According to The Times of India, the posters in Hindi state, “[W]ith BJP in power in Uttar Pradesh, Hindus of the village would do what US president was doing to Muslims in that country." It asks the Muslims to leave the area immediately.
The posters are a natural corollary of a communal campaign carried out by the party at different levels, some visible, a great deal not up front such as a quiet message spread in some villages that a vote for the BJP would ensure that the minorities were made to leave, and their property redistributed amongst the others.
The posters have been removed, and a case registered but not before a spike in tension levels not just in the village but all across. A resident of Bareilly told The Citizen on condition of anonymity, that this news had spread like wildfire and disturbed both communities who “are tired of violence.”
The BJP has won in this entire belt that includes 2013 riot hit Muzaffarnagar where the situation has never really normalised, despite some efforts from both the Jats and the Muslims.
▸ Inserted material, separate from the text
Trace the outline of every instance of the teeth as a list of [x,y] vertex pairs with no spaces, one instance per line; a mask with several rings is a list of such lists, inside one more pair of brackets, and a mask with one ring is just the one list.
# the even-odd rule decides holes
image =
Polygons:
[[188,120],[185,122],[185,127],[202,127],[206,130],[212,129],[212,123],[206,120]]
Moradabad and Meerut have also gone to the BJP.
Prime Minister Narendra Modi brought divisiveness into focus during his speeches in the last phases of polling where he spoke of discrimination by the Opposition in favour of Muslims, where they allowed graveyards at the expense of shamshan ghats, where they distributed laptops and electricity according to religion. This opened its own floodgates, with BJP president Amit Shah taking the campaign further with his reference to Kasab, the Pakistani terrorist responsible for the Mumbai attacks, and using it as an acronym for all the other political parties in the fray.
Jianagla has not faced communal violence, and these posters have worried the Hindu majority village that houses about 200 Muslims. Both communities do not want violence, and are worried about this poster campaign creating problems on the ground. The posters have since been removed but the tensions remain, according to the locals.
In Lucknow, a senior academician who The Citizen is not identifying despite the Professor having no qualms, was more direct, “this is expected but has started even before the government is in this place. This is going to create major problems for the state, and these people better get their act together as otherwise there can be unimaginable consequences for all of us, regardless of what religion we are from.”
No one seems to have claimed responsibility for these posters that appeared around Holi.
It might be recalled that the campaign in this belt has been centred around the minorities since 2013 when unity amongst the communities was fractured through the violence in Muzaffarnagar, wild rumours, love jihad and cow slaughter vigilantes. The Kairana campaign that carried on for months was based on a rumour, carried across through aggressive propaganda claiming that Hindus had been forced to leave the village at the instance of the minorities.